Art. 117. Considera-se autor da proposição seu primeiro signatário, que deverá fundamentá-la por escrito.
Parágrafo Único. As assinaturas que se seguirem à do autor serão consideradas de apoiamento, implicando na concordância dos signatários com o mérito da proposição e não poderão ser retiradas após sua entrega à Mesa.
Art. 118. A matéria constante de projeto de lei ou de resolução, quando rejeitados, só poderão ser renovados em outra sessão legislativa, salvo se representados, no mínimo, pela maioria absoluta dos vereadores.
CAPÍTULO II
DAS INDICAÇÕES
Art. 119. Indicação é a proposição em que o vereador sugere aos poderes competentes medidas de interesse público.
Parágrafo único. Apresentada a indicação, o Presidente a despachará, independentemente de deliberação do Plenário.
CAPÍTULO III
DOS REQUERIMENTOS
SEÇÃO I
DISPOSIÇÕES GERAIS
Art. 120. Requerimento é a proposição dirigida por qualquer vereador ou Comissão ao Presidente ou à Mesa, sobre matéria de competência da Câmara.

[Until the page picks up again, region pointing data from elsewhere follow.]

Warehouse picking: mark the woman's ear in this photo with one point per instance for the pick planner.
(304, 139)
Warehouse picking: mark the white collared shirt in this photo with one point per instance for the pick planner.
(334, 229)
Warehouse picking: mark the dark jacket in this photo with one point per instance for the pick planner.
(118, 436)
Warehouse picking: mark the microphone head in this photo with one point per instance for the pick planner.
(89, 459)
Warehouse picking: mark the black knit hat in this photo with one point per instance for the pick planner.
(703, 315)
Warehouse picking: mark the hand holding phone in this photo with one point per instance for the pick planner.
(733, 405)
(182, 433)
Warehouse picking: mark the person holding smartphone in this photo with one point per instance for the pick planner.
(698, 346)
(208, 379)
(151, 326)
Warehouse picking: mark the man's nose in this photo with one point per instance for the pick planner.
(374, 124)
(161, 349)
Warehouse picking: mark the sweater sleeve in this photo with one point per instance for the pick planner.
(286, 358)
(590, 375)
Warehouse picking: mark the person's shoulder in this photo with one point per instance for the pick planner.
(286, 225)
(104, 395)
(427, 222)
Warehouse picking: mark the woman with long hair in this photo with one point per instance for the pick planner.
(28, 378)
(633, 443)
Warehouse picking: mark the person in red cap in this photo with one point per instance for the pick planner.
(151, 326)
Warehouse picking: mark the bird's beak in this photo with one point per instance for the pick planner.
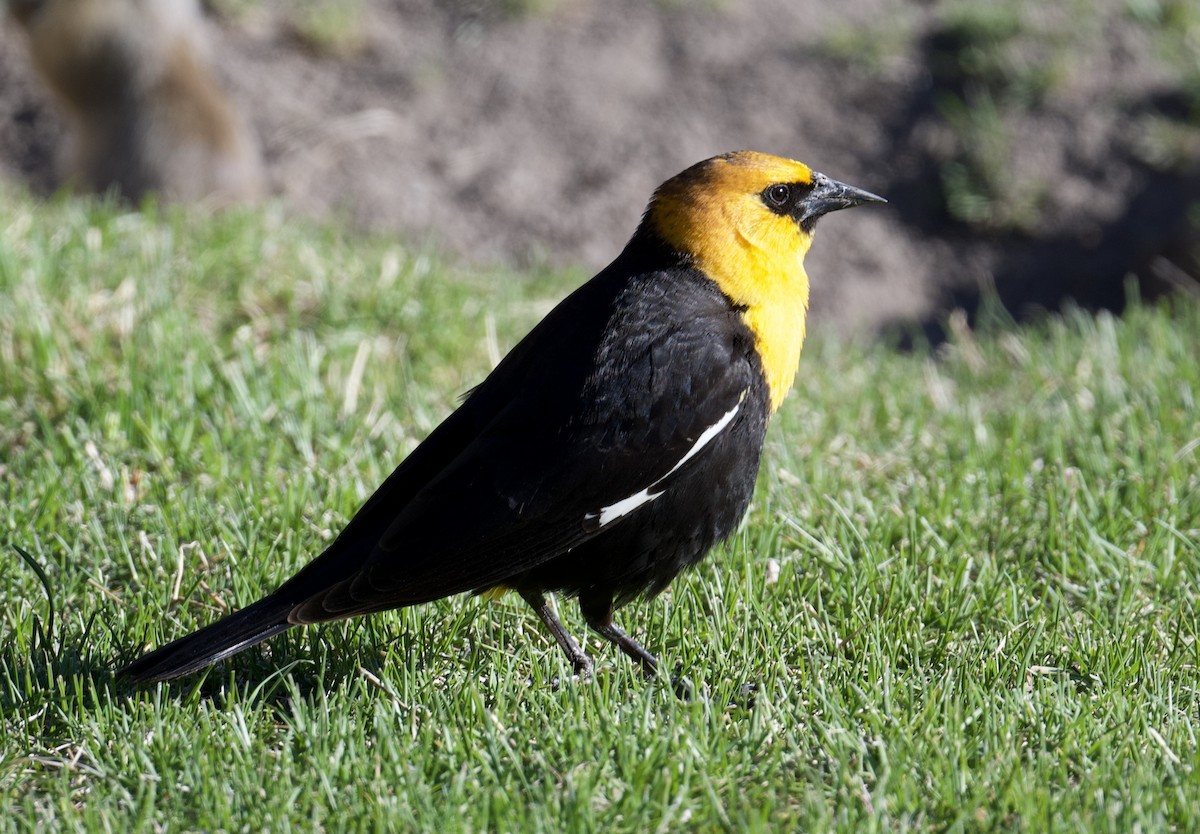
(831, 195)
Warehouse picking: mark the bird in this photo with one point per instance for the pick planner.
(609, 451)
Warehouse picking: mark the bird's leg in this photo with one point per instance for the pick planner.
(599, 616)
(579, 659)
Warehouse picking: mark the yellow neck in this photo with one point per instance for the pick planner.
(757, 261)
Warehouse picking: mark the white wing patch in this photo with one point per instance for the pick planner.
(625, 505)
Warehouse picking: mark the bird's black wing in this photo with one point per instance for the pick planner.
(595, 408)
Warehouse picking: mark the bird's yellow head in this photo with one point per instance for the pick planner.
(747, 220)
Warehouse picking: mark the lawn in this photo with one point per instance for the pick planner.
(965, 597)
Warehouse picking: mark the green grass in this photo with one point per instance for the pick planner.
(965, 592)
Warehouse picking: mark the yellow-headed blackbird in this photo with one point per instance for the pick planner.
(611, 449)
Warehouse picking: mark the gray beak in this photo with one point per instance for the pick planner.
(831, 196)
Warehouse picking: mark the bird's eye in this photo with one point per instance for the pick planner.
(779, 195)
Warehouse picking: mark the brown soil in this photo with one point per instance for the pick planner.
(538, 138)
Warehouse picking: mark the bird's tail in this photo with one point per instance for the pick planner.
(227, 636)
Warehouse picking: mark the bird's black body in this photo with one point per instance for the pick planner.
(610, 450)
(599, 401)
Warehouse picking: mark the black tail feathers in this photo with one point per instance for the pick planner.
(227, 636)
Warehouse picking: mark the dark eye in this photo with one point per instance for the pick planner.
(779, 195)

Art. 121. Os requerimentos assim se classificam:
I.
quanto à maneira de formulá-los:
a)
verbais;
b)
escritos.
II.
quanto à competência para decidi-los:
a)
sujeitos a despacho do Presidente;
b)
sujeitos à deliberação do Plenário.
SEÇÃO II
DOS REQUERIMENTOS SUJEITOS A DESPACHO DO PRESIDENTE
Art. 122. Será despachado pelo Presidente o requerimento que solicitar:
I.
retirada, pelo autor, de requerimento verbal ou escrito;
II.
retificação de ata;
III. verificação de presença;
IV. verificação nominal de votação;
V. requisição de documento ou publicação existente na Câmara, para subsídio de proposição em discussão;
VI. retirada, pelo autor, de proposição sem parecer ou com parecer contrário;
VII. juntada ou desentranhamento de documentos;
VIII. inscrição, em ata, de voto de pesar por falecimento;
IX. convocação de sessão extraordinária solene, secreta ou permanente, quando observados os termos regimentais;
X. justificação de falta do vereador às sessões plenárias, exceto às extraordinárias;
XI. constituição de Comissão Temporária, quando requerida na forma regimental;
XII. volta à tramitação de proposição arquivada em término de legislatura.

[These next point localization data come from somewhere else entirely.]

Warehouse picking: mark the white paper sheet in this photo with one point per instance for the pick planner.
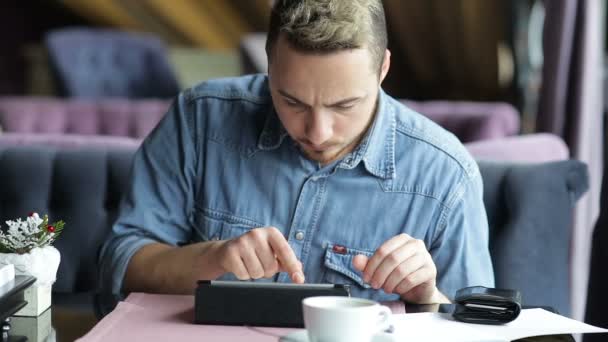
(442, 327)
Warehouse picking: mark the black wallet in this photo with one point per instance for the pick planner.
(257, 304)
(483, 305)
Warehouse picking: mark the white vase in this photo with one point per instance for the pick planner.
(41, 263)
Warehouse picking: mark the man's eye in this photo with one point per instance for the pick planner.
(345, 106)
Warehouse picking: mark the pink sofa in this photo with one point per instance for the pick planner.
(469, 121)
(112, 116)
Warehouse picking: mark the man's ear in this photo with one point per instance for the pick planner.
(386, 64)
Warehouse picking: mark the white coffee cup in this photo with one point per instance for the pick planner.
(338, 319)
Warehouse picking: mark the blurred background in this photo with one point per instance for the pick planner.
(527, 67)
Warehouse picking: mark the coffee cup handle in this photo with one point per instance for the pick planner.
(384, 314)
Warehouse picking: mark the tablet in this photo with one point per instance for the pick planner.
(257, 303)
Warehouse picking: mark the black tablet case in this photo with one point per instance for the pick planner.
(255, 306)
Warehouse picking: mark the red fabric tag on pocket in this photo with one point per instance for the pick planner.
(339, 249)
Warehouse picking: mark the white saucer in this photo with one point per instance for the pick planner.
(302, 336)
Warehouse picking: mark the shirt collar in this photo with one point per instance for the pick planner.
(273, 132)
(376, 150)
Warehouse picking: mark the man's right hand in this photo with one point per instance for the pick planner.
(259, 253)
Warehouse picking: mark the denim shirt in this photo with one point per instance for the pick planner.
(220, 163)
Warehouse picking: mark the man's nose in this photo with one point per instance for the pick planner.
(319, 128)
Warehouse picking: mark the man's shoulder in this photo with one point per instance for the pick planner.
(231, 111)
(250, 88)
(427, 154)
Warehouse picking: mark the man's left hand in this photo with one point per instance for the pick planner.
(402, 265)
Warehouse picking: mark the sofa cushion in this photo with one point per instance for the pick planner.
(120, 117)
(80, 186)
(529, 209)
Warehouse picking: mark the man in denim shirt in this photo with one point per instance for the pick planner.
(310, 174)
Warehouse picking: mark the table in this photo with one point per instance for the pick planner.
(177, 314)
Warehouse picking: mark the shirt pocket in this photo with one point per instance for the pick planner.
(212, 226)
(339, 269)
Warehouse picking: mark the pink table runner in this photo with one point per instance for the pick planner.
(151, 317)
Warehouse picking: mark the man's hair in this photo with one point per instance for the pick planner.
(325, 26)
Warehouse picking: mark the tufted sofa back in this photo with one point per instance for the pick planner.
(96, 63)
(121, 117)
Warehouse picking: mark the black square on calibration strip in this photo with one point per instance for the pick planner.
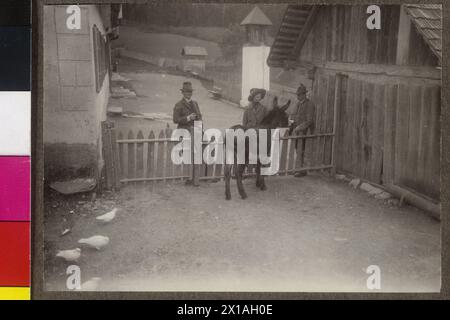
(15, 58)
(15, 13)
(15, 45)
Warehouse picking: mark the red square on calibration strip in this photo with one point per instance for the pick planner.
(14, 254)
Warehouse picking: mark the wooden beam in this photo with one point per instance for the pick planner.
(403, 37)
(305, 31)
(382, 69)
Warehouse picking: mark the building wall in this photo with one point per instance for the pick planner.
(194, 64)
(387, 128)
(387, 116)
(340, 35)
(73, 109)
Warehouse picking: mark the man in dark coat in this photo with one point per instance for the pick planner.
(303, 118)
(185, 112)
(255, 112)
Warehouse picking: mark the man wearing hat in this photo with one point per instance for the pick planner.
(185, 112)
(255, 112)
(303, 119)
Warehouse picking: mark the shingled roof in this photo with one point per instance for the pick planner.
(194, 51)
(256, 17)
(428, 20)
(298, 20)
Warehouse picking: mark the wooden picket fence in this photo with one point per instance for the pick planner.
(135, 157)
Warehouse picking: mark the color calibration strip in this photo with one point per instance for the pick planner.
(15, 150)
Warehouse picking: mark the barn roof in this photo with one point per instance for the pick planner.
(298, 20)
(194, 51)
(428, 20)
(256, 16)
(296, 24)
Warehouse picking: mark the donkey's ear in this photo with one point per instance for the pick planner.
(275, 102)
(284, 108)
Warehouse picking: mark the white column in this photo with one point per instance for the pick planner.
(255, 71)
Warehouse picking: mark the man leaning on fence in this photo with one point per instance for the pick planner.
(303, 118)
(185, 112)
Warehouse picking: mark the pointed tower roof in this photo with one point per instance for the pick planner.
(256, 16)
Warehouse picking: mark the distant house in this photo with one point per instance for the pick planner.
(76, 87)
(384, 86)
(194, 58)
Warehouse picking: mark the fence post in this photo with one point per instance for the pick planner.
(109, 153)
(336, 105)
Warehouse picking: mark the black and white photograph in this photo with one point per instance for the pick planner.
(332, 115)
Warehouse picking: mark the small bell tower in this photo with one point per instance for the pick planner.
(255, 71)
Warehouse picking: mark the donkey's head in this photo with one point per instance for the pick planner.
(277, 117)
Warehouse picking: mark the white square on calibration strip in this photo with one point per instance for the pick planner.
(15, 122)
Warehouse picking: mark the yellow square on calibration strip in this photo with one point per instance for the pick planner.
(14, 293)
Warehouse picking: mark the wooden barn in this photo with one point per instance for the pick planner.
(194, 58)
(378, 91)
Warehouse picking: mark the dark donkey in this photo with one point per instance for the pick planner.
(275, 118)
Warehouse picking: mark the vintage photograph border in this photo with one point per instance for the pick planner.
(38, 158)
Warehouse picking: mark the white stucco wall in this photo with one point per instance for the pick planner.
(255, 71)
(72, 108)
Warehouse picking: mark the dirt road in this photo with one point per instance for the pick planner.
(308, 234)
(158, 90)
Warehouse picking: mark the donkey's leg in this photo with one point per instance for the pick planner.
(258, 175)
(262, 183)
(239, 172)
(227, 174)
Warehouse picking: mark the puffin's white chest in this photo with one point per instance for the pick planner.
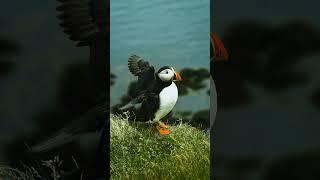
(168, 98)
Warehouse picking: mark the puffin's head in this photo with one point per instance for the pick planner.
(167, 73)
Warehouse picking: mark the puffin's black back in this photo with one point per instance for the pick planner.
(144, 106)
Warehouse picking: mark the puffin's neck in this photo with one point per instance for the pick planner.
(159, 85)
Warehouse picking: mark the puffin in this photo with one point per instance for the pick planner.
(157, 93)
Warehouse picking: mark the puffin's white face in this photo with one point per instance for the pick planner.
(166, 75)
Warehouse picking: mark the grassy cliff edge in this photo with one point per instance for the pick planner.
(141, 153)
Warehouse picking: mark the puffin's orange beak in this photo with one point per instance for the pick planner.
(178, 76)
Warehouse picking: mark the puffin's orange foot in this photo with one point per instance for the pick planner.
(163, 129)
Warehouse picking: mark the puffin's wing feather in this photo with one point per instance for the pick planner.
(78, 20)
(138, 66)
(145, 72)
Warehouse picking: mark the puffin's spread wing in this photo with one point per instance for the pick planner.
(82, 20)
(142, 69)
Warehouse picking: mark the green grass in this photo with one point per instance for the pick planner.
(141, 153)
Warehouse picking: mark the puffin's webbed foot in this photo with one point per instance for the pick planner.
(162, 128)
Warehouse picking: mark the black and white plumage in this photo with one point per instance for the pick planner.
(158, 93)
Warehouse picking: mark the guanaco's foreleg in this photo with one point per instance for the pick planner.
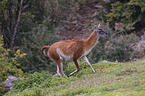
(86, 59)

Art. 123. Os requerimentos de informação versarão sobre fato relacionado com matéria legislativa em trâmite ou sobre fato sujeito à fiscalização da Câmara.
SEÇÃO III
DOS REQUERIMENTOS SUJEITOS À DELIBERAÇÃO DO PLENÁRIO
Art. 124. Dependerá de liberação do Plenário, o requerimento que solicitar:
I.
inclusão de projeto na pauta em regime de urgência;
II.
adiamento de discussão ou votação de proposições;
III. retirada de proposição da pauta da ordem do dia, nos termos regimentais;
IV. preferência para votação de proposição dentro do mesmo processo ou em processos distintos;
V. votação de emendas em bloco ou em grupos definidos;
VI. destaque para votação em separado de emendas ou partes de emendas e de partes de vetos;
VII. encerramento de discussão de proposição;
VIII.
prorrogação da sessão;
IX. inversão da pauta.
§ 1º. Os requerimentos mencionados no presente artigo não admitem discussão , encaminhamento de votação ou declaração de voto.

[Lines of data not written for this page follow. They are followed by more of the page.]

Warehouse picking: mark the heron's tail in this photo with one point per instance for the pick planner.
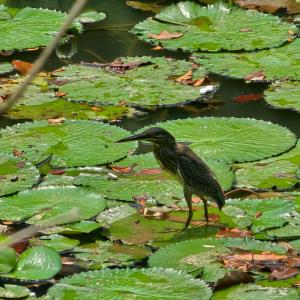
(219, 199)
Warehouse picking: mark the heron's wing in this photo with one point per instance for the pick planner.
(197, 175)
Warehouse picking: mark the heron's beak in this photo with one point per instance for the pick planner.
(135, 137)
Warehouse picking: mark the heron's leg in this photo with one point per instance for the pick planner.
(188, 199)
(205, 210)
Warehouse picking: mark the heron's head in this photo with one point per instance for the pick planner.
(155, 135)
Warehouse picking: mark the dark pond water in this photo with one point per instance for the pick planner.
(110, 39)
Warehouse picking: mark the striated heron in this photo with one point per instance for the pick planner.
(181, 162)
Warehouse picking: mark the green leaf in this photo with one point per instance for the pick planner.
(114, 214)
(129, 284)
(38, 28)
(284, 94)
(10, 291)
(8, 259)
(91, 17)
(260, 214)
(273, 173)
(84, 226)
(16, 174)
(99, 255)
(37, 263)
(213, 28)
(5, 68)
(37, 206)
(138, 81)
(254, 292)
(40, 103)
(193, 256)
(231, 139)
(72, 143)
(57, 242)
(140, 230)
(278, 63)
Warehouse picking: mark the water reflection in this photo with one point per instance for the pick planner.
(110, 39)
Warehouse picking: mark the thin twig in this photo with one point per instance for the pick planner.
(39, 63)
(24, 234)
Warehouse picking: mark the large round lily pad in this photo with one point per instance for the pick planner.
(5, 68)
(138, 81)
(200, 255)
(254, 291)
(190, 26)
(37, 206)
(16, 174)
(40, 103)
(72, 143)
(284, 95)
(37, 263)
(272, 64)
(38, 27)
(231, 139)
(278, 172)
(259, 214)
(131, 284)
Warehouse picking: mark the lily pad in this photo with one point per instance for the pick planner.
(100, 255)
(131, 81)
(84, 226)
(57, 242)
(37, 263)
(272, 64)
(190, 26)
(72, 143)
(259, 214)
(253, 291)
(91, 17)
(38, 28)
(273, 173)
(5, 68)
(284, 95)
(10, 291)
(140, 177)
(193, 256)
(140, 230)
(37, 206)
(40, 103)
(16, 174)
(231, 139)
(128, 284)
(8, 259)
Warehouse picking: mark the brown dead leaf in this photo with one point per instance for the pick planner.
(22, 66)
(233, 232)
(263, 5)
(248, 98)
(255, 76)
(294, 262)
(165, 35)
(283, 273)
(56, 121)
(247, 261)
(293, 6)
(199, 82)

§ 2º. O requerimento mencionado no inciso I deste artigo não admite adiamento de votação.
Art. 125. Será necessariamente escrito, dependerá de liberação do Plenário e poderá ser discutido o requerimento que solicitar:
I.
licença do Prefeito e Vice Prefeito;
II.
autorização do Prefeito para ausentar-se do município por mais de quinze dias;
III. convocação de Secretários Municipais e de quaisquer titulares de órgãos diretamente subordinados ao Prefeito;
IV. constituição de Comissão Temporária;
V. manifestação por motivo de luto nacional, de pesar por falecimento de autoridade ou personalidade ou, ainda, por calamidade pública;
VI. inserção em ata de voto de louvor, júbilo ou congratulações por ato ou acontecimento de alta significação.